Friday, November 15, 2019
By Paul Martin

By Peter C. Earle
ActivistPost.com
NOVEMBER 14, 2019

Every presidential administration finds some degree of internal resistance. That which has confronted the Trump Administration, however, seems to be the most active and aggressive ever. From “Anonymous”, to a record number of leakers, to physically hiding documents from the President, a large and active bureaucratic resistance is at work to stymie many of the Executive branch’s goals. Everything from secret military plans to embarrassing aspects of daily life in White House has been made public.

Indeed, the deep state (as the President and his defenders brand it) has been relentless. Nor is this purely partisan. The same deep state which is dogging Trump also prevented Obama from closing the prison at Guantanamo Bay, Cuba.

But where did the American deep state come from? Has it always been there?

In fact, the evolution of the deep state (and this choice of term, “evolution” as opposed to “creation”, will be explained later) is — some might say ironically — found in a nearly 140-year old anti-corruption “reform” measure; one that was explicitly focused upon depoliticizing the civilian component of the United States government.

Let’s first describe what is called the deep state. It is the unelected part of the state that is professionalized to the point that it can be secure in its place and power regardless of political trends. It has the well-earned habit of ignoring political comings and goings, confident in its mastery of its realm. It knows the system better than any elected interloper, and it also knows its interests: survive and flourish even in the midst of upheaval.

A Fertile Soil
In the decades before the Civil War, a minuscule civil service corps was staffed via what would seem perfectly corrupt by today’s standards: the “spoils system.” Positions were doled out to individuals who had actively supported candidates or raised substantial campaign donations contributing to the victory of the newly-incumbent political party. With the defeat of the party in power, previous appointees would leave government employment and be replaced by the favored and distinguished supporters of the new administration. Needless to say, the federal bureaucracy was highly, explicitly politicized; but it was also tiny, bore few powers, and in any event almost completely overturned every four years.

With the onset of the Progressive Era came the movement to introduce “science” to many previously independent or loosely organized endeavors, and the spoils system soon came under attack. The Pendleton Civil Service Reform Act (1883) created a merit-based system of examinations and other requirements, and a salaried class of government employees.

Design flaws
In a massive, highly structured organization — in particular, one in which both the benefits of long-term service and uncommon protection from termination are present, incentives to protect the status quo loom front and center. Despite what we must assume the best intentions of the civil service reform movement were — to professionalize government bureaucracies, remove the inefficiencies associated with positions held for the duration of political cycles and (something else) — three flaws in the design of the reforms would set the stage for the next phase of evolution in the American civil service.

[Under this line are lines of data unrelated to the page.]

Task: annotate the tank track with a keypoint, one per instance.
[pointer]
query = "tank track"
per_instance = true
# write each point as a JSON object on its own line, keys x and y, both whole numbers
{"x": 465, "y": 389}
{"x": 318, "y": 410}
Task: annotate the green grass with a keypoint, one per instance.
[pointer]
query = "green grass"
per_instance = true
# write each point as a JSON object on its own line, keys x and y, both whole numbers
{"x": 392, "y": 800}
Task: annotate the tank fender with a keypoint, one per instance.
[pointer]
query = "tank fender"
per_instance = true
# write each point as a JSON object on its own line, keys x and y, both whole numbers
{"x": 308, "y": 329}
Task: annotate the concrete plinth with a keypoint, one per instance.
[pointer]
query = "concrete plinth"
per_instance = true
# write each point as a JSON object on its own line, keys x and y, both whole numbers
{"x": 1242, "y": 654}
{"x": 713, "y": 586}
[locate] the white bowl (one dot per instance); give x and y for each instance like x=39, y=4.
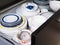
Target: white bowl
x=23, y=37
x=36, y=21
x=54, y=5
x=28, y=9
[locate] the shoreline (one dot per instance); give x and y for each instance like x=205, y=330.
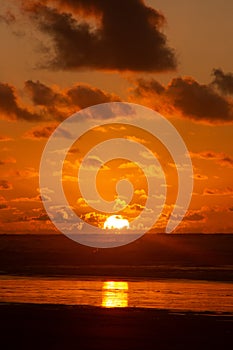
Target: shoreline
x=43, y=326
x=209, y=274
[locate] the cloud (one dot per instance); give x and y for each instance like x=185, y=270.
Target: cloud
x=194, y=216
x=40, y=132
x=49, y=103
x=10, y=107
x=4, y=138
x=186, y=97
x=220, y=158
x=58, y=104
x=3, y=206
x=7, y=161
x=94, y=218
x=218, y=192
x=223, y=81
x=105, y=35
x=5, y=185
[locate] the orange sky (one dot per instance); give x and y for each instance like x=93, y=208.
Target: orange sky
x=59, y=57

One was structural, two were misjudgments.

The structural error was building a provision into the Pendleton Act allowing the President to increase the size of the civilian employment of government at will. While in many such accounts it was in the course of the New Deal or during the Cold War that such growth was exploited, this one was immediately evident: indeed, Grover Cleveland, the successor to Arthur, expanded the civil service from 16,000 to 27,000.